THEOREM 1. Any two models of SRK(math), with the same c, are isomorphic. Any
such isomorphism is the identity on the mathematical part (i.e., the
identity on the third sort).
By Theorem 1, we can speak of *THE* model of SRK(math) with a given c, as it
is unique up to isomorphism with respect to the ordered real field. This is
an essential point, which is stronger than mere isomorphism.
Thus for any c > 0, we write SRK(MATH,c) for the unique model (up to
isomorphism) of SRK(math) with constant c. Note the capitalization of MATH
to avoid confusion with the set of axioms, SRK(math).
THEOREM 2. If SRK(MATH,c) and SRK(MATH,d) are isomorphic, then c = d.
THEOREM 3. For c > 0, there is an automorphism of SRK(MATH,c) carrying any
observer to any other observer.
We now discuss the structure of the SRK(MATH,c).
The Lorentz transformations in R x R^3 = R^4 form a well known specific
group of linear transformations from R^4 onto R^4. There are many equivalent
commonly used definitions. One is that it is a linear transformation T:R^4
into R^4 which preserves the Minkowski inner product, and where T(1,0,0,0)

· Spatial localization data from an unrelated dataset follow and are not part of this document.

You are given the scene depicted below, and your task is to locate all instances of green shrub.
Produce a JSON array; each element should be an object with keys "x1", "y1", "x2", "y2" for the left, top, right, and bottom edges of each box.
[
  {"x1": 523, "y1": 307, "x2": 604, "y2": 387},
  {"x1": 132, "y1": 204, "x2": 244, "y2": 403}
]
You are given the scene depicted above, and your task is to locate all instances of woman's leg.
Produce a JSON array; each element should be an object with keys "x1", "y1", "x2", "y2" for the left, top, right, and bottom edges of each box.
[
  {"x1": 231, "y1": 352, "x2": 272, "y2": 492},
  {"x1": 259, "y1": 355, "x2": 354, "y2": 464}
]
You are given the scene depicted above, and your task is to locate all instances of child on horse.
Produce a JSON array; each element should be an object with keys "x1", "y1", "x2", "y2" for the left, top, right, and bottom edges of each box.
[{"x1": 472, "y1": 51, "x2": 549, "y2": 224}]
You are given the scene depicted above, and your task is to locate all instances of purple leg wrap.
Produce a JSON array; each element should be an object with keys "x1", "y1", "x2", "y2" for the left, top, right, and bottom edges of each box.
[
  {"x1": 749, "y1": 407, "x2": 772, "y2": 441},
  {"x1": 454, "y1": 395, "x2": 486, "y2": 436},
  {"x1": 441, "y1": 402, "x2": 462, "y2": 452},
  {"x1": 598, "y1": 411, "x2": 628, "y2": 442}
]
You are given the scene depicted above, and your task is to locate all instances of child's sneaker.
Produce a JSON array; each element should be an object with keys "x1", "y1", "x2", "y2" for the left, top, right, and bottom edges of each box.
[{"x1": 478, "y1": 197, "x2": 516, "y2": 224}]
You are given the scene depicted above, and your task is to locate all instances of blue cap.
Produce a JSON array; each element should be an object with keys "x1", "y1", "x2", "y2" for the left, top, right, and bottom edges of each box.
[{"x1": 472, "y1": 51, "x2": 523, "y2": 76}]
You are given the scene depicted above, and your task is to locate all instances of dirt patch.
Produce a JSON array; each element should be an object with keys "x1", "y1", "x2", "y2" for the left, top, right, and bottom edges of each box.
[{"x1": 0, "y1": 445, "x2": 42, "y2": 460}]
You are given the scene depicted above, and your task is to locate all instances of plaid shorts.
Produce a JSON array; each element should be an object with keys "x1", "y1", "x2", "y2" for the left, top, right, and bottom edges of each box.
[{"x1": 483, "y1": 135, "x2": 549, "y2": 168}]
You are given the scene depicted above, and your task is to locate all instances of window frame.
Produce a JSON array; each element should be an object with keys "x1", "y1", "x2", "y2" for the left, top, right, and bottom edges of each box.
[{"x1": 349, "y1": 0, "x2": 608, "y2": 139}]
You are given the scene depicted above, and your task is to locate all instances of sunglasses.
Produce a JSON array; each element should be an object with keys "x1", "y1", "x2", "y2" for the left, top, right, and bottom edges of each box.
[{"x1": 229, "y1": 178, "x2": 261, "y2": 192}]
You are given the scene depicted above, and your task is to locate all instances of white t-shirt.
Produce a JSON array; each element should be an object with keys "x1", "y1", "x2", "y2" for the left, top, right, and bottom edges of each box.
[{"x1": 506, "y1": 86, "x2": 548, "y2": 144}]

has positive first coordinate.
The Poincare transformations (perhaps not standard terminology) in R x R^3 =
R^4 is the specific group of affine transformations from R^4 onto R^4 of the
form T(x) = S(x) + y, where T is a Lorentz transformation.
The Lorentz group in R x R^3 = R^4 is the group of all Lorentz
transformations in R x R^3 = R^4. The Poincare group in R x R^3 = R^4 is the
group of all Poincare transformations in R x R^3 = R^4.
Note that the Lorentz transformations in R x R^3 = R^4 are exactly the
Poincare transformation in R x R^3 = R^4 that map the origin of R^4 to the
origin of R^4.
THEOREM 4. The automorphism group of SRK(MATH,c) is isomorphic to the
Poincare group in R x R^3 = R^4.
We can of course be more explicit about how the Poincare group enters the
picture.
Let M be a model of SRK(MATH,c), and let O and O' be two observers, which
may or may not be distinct. If they are distinct, then they disagree on the
coordinates of some events.
We wish to compare the coordinates of O and O', in the model M. We let
M[O,O'] be the function that transforms O's coordinates to those of O'. So
M[O,O']:R^4 into R^4.
The function M[O,O'] is defined as follows.
Let t,x,y,z be real numbers, thought of as O's coordinates. In the hands of
O, these are the coordinates of a unique event E. Now this event E, in the
hands of O', has coordinates t',x',y',z'.
Thus we set
M[O,O'](t,x,y,z) = (t',x',y',z').
THEOREM 5. In SRK(MATH,1), the functions M[O,O'] are exactly the Poincare
transformations in R x R^3 = R^4. Furthermore, M[O,O''] is the composition
of M[O,O'] and M[O',O''].
For the general case of c > 0, we get what we call the c-Poincare
transformations in R x R^3 = R^4. These are the translates of the c-Lorentz
transformations, where the c-Lorentz transformations are of the form
T(x,y,z,w) =
(T'(cx,y,z,w)_1/c,T'(cx,y,z,w)_2,T'(cx,y,z,w)_3,T'(cx,y,z,w)_4)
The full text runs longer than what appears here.